(AFP Photo / Rafa Rivas)
The armed coup in Kiev is painfully similar to CIA operations to oust unwanted foreign leaders in Iran, Chile and Venezuela, said US filmmaker Oliver Stone after interviewing Ukraine's ousted president for a documentary.
Stone spent four hours in Moscow talking to Viktor Yanukovich, who was deposed from power during the February 2014 coup, the filmmaker wrote on his Facebook page.
The filmmaker added that the events in Kiev, which led to collapse of the Ukrainian government and imposition of a new one hostile towards Russia, were similar to those in other countries, which he called "America's soft power technique called 'Regime Change 101'."

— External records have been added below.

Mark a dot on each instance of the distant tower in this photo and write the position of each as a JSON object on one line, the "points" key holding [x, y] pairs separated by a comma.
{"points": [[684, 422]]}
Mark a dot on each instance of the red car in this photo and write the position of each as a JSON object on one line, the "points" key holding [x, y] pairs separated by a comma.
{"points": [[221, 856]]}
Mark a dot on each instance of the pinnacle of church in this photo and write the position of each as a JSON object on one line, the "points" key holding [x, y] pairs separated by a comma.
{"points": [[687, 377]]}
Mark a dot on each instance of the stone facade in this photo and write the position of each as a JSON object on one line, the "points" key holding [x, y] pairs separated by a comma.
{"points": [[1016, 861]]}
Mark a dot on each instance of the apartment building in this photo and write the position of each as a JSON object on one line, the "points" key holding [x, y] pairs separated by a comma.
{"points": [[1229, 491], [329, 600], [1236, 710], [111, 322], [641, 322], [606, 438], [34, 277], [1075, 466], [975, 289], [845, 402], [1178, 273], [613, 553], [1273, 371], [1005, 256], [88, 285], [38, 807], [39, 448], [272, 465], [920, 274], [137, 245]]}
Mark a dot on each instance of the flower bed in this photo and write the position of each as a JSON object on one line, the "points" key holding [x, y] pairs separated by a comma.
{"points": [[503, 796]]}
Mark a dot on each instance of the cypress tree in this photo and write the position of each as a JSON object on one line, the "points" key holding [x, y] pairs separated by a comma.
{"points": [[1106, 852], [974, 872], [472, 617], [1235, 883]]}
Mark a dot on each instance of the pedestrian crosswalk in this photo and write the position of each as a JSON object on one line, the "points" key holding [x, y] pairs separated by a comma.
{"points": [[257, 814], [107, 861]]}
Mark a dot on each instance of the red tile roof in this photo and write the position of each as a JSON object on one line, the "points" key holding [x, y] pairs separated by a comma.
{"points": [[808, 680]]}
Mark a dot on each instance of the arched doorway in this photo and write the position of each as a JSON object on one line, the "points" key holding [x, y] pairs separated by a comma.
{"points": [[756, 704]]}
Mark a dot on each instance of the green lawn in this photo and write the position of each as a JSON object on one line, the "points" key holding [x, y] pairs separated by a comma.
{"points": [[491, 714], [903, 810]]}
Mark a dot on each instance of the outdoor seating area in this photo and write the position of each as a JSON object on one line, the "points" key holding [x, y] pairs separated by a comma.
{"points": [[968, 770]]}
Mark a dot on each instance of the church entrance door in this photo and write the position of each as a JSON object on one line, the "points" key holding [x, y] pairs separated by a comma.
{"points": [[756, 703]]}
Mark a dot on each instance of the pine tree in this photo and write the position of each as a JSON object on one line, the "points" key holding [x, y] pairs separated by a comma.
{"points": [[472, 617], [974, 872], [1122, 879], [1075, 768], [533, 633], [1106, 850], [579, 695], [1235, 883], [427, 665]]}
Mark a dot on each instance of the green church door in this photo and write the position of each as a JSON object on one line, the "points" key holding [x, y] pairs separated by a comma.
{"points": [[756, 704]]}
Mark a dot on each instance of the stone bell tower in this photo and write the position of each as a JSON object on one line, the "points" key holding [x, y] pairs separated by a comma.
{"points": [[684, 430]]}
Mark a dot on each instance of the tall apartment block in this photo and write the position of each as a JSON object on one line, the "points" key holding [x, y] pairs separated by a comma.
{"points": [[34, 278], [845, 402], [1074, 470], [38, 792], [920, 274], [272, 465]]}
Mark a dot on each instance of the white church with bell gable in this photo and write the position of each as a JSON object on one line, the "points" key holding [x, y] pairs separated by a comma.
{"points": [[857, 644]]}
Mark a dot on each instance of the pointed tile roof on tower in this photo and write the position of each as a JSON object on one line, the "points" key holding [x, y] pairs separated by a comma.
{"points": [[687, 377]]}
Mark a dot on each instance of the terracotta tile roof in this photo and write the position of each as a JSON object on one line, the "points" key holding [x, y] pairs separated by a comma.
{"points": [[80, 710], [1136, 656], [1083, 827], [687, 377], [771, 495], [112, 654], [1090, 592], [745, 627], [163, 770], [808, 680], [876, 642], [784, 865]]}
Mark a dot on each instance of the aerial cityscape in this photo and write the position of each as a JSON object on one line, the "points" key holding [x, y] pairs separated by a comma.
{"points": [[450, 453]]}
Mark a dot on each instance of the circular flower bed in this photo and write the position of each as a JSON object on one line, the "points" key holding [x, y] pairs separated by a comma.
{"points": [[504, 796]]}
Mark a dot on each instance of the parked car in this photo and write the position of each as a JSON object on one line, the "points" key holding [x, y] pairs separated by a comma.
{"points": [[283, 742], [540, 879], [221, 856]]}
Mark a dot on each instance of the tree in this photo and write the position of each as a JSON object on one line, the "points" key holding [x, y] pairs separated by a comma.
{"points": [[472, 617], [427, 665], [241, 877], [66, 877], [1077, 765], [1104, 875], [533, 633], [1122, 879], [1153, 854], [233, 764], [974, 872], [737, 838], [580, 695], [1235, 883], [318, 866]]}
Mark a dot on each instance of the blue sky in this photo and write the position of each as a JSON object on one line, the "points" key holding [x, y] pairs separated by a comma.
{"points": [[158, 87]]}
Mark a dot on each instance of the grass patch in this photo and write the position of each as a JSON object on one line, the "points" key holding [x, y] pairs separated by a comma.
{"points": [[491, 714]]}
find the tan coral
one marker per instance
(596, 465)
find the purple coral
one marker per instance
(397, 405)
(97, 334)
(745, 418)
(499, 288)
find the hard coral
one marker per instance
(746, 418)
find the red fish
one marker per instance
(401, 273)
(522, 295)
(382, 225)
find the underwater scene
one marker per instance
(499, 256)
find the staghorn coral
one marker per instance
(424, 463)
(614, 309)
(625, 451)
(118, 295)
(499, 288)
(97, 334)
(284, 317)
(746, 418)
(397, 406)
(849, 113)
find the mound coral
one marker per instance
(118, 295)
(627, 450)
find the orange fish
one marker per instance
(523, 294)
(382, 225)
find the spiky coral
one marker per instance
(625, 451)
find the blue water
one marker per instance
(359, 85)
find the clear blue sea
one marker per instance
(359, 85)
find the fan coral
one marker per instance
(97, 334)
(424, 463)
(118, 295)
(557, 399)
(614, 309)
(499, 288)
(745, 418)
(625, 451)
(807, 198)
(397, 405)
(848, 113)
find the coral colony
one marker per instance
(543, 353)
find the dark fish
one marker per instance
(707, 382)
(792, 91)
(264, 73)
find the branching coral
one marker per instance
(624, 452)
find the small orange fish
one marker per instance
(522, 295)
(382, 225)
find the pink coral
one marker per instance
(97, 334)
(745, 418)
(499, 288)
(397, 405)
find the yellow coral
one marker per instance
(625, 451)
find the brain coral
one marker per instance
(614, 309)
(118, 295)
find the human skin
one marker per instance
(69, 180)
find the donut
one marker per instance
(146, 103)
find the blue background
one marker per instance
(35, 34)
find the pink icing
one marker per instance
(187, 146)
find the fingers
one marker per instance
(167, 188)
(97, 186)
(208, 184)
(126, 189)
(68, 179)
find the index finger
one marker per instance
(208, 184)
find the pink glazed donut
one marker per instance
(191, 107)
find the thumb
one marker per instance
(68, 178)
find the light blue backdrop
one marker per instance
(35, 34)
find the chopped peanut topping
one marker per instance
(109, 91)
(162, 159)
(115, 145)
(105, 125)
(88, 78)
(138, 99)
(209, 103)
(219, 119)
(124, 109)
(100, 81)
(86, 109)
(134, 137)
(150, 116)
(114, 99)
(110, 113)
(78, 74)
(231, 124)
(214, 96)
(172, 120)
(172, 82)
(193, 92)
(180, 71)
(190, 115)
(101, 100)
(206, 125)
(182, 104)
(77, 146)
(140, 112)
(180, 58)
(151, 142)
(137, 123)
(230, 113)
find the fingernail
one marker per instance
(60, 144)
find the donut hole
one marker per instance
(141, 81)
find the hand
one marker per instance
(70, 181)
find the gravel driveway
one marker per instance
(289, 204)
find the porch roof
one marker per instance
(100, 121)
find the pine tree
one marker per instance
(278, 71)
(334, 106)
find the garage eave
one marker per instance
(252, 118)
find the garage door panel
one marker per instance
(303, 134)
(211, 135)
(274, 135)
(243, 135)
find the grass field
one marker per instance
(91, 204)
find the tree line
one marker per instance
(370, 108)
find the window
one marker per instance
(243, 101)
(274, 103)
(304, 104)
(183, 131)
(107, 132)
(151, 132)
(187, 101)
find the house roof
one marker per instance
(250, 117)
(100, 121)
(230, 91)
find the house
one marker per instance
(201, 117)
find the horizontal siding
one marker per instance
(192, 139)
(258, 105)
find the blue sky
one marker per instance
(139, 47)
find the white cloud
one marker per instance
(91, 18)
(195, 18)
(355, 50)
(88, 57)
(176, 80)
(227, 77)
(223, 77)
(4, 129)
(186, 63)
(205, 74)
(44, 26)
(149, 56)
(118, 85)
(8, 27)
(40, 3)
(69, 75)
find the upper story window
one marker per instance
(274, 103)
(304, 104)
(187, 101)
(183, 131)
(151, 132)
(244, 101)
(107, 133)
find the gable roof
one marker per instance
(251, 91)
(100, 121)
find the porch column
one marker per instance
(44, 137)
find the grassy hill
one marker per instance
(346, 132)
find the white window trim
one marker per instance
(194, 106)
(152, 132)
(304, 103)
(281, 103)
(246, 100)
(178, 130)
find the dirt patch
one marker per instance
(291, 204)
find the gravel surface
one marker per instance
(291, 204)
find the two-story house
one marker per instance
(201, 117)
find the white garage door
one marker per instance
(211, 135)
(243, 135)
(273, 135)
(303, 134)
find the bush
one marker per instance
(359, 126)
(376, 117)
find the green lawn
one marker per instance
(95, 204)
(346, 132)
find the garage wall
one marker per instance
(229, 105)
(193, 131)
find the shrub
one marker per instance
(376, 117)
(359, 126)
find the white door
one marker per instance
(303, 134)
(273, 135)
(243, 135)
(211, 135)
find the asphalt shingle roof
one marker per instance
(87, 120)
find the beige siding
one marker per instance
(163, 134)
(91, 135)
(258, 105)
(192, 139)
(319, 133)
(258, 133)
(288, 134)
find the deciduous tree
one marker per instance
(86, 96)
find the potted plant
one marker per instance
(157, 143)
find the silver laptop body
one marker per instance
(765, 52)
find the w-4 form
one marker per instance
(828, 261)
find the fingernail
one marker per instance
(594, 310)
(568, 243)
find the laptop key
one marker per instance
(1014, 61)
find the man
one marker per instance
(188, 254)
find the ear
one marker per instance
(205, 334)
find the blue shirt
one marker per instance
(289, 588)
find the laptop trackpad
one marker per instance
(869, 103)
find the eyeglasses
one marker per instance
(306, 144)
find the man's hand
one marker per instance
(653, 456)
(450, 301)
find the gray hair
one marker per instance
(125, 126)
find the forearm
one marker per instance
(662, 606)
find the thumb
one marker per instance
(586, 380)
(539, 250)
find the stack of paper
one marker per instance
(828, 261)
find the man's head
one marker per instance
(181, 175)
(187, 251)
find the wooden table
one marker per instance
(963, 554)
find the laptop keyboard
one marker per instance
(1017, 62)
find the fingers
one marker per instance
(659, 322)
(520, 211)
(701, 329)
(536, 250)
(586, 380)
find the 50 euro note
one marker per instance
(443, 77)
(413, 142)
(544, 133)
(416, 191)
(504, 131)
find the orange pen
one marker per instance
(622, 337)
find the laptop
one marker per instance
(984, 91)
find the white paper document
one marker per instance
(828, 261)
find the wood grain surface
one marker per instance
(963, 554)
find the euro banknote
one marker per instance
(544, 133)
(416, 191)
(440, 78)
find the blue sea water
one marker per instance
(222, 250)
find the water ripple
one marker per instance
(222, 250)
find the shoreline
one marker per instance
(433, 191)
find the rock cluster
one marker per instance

Historically those were CIA-perpetrated coups against Iranian Prime Minister Mohammad Mosaddegh in 1953 and Chilean President Salvador Allende in 1973 - both leaders with policies undesired by Washington or its allies.
More recently there was the 2002 coup in Venezuela, where President Hugo Chavez was briefly deposed,
Stone's critical assessment of the Ukrainian crisis provoked a storm of comments from pro-Ukrainian Facebook users, who accused him of taking embezzled money from Yanukovich, spreading Kremlin propaganda, simply being an idiot and a variety of other sins.
In addition to the documentary about the Ukrainian coup, Stone is currently working on a film about NSA whistleblower Edward Snowden, who was granted asylum in Russia after exposing the practice of mass electronic surveillance by the US and its allies.
Snowden became stranded in transit at a Moscow airport as his passport was revoked and he couldn't continue his journey to Latin America.
The US wants to try him for his actions, but for many human rights activists and privacy advocates he is a heroic hero, who is being persecuted for revealing a government's dirty secrets.